Car ce que tu as écrit, tu n’as de cesse de l’interroger. Éternelle émigrée, s’excusant de son imperfection. Tu sembles dire: On m’a donné un monde, on l’a volé à des peuples, on les a appelés Indiens, puis Amérindiens, puis First Nations. Les noyant pêle-mêle dans un générique où, selon les besoins du message, on les montre tour à tour sages ou cruels. Et je ne serais pas en accord, en harmonie, en équilibre? Des mots importants pour toi. Équilibre, surtout. Alors tu reviens sur tes textes, tu t’excuses de n’avoir pas ceci ou d’avoir trop cela. C’est ta manière à toi de payer le tribut à ce monde d’avatars. Pourtant, chaque livre que tu as écrit est un reflet sur l’eau, aussi parfait, aussi mouvant, aussi équilibré, dispensant ombre et lumière dans l’élément liquide, révélant les mouvements dans la fixité des choses.

C’est de cette conscience d’appartenir à ce monde perdu, anéanti, dont les premiers habitants n’ont même plus de nom, que tu tires la matière de tes livres.

En nous racontant ces mondes au-delà des mondes, ces mondes au bord, ces mondes de forêts et de poussières, tu les racontes aussi à ceux-là, à ces peuples d’esprits et de fantômes, c’est pour elles et pour eux que tu inventes des fins décentes et des écoles où l’on n’apprend pas que les « Indiens ont cédé la place face à la marche du progrès ».
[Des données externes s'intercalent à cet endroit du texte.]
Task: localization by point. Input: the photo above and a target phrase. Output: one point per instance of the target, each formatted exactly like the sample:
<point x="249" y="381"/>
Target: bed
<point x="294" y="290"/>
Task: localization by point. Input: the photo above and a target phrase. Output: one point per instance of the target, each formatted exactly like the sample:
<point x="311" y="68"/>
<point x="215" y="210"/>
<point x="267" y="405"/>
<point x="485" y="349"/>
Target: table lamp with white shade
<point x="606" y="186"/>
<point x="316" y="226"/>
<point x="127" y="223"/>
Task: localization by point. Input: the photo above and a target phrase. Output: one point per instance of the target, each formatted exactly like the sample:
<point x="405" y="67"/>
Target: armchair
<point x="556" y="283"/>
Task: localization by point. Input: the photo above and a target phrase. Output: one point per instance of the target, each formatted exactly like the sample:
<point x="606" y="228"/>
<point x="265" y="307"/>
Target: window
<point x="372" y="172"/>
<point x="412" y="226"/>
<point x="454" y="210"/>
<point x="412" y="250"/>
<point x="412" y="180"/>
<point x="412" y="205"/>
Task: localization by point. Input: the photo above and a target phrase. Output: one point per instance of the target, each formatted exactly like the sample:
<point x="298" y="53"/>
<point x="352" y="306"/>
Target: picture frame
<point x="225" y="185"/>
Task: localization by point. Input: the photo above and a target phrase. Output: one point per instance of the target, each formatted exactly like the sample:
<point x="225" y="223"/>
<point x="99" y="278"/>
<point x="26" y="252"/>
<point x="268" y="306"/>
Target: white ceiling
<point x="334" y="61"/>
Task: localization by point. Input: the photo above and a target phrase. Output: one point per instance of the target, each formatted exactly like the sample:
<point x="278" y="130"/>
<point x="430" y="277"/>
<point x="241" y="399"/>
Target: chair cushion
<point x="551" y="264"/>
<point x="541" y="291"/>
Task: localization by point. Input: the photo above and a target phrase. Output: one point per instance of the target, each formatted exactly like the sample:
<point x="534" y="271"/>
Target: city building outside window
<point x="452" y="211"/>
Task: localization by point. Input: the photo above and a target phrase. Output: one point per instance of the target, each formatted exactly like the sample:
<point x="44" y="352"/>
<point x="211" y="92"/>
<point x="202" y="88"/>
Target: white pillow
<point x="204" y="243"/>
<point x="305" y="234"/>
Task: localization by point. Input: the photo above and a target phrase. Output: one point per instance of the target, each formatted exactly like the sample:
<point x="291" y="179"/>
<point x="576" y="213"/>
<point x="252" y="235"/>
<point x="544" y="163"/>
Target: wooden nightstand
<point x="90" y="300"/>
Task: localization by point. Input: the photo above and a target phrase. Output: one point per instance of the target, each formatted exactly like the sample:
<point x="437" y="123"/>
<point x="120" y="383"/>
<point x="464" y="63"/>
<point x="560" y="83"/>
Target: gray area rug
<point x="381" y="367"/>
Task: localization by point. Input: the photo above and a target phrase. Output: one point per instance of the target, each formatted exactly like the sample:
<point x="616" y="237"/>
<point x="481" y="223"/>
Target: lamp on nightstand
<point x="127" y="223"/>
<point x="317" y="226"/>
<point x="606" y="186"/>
Et à te lire, une question revient: comment ai-je pu vivre toutes ces années sans connaître ces univers, alors que j’ai tant voyagé? Un de tes livres s’intitule Earthsea, « Terremer ». Avons-nous en effet besoin de plus? Tout ce qui se trouve dans la terre et sur la terre et tout ce qui se trouve dans la mer et sur la mer. Du feu aux abysses. Rien de trop. Mais justement l’homme blanc a un terrible et insurmontable besoin de ce trop. Il ne danse pas sur la terre, il l’avale. Y a-t-il un dieu plus proche des hommes blancs que Chronos? Et y a-t-il un concept plus fort pour l’homme blanc étasunien que le temps? N’est-ce pas ce que tu nous dis avec humour, lorsque tu nous parles de la ménopause, de la vieille dans l’espace et, à l’inverse, de ces rôles joués par la femme blanche étasunienne? Le temps de l’homme blanc avance corrode dévalorise. Le temps de l’Indien danse tourne oscille et apporte l’équilibre. Le temps de l’Indienne apporte les récits et les rires. Tu ne serais pas très à l’aise dans les nouveaux habits du féminisme, Ursula, d’ailleurs tu n’es à l’aise dans aucun uniforme, dans aucune panoplie. Cette Femme procédurière et triomphaliste, tu ne la connais pas. Féministe, c’est déjà accepter comme un fait évident que quelque chose nous lie et nous relie et nous définit, en tant que femmes, avec un tout petit f. Ni majuscules, ni terme générique se dressant devant l’Homme, exigeant l’égalité. Mais qui a envie d’être l’égale d’un footballeur, d’un marchand de canons, d’un chef suprême…? c’est sûrement pas nous. Un « quelque chose » a lié et défini les hommes et ce que ça a donné est invivable. Alors? Inverser les rôles, en jouant toujours la même pièce? les mêmes jeux de pouvoir? parler la langue paternelle en y ajoutant des e?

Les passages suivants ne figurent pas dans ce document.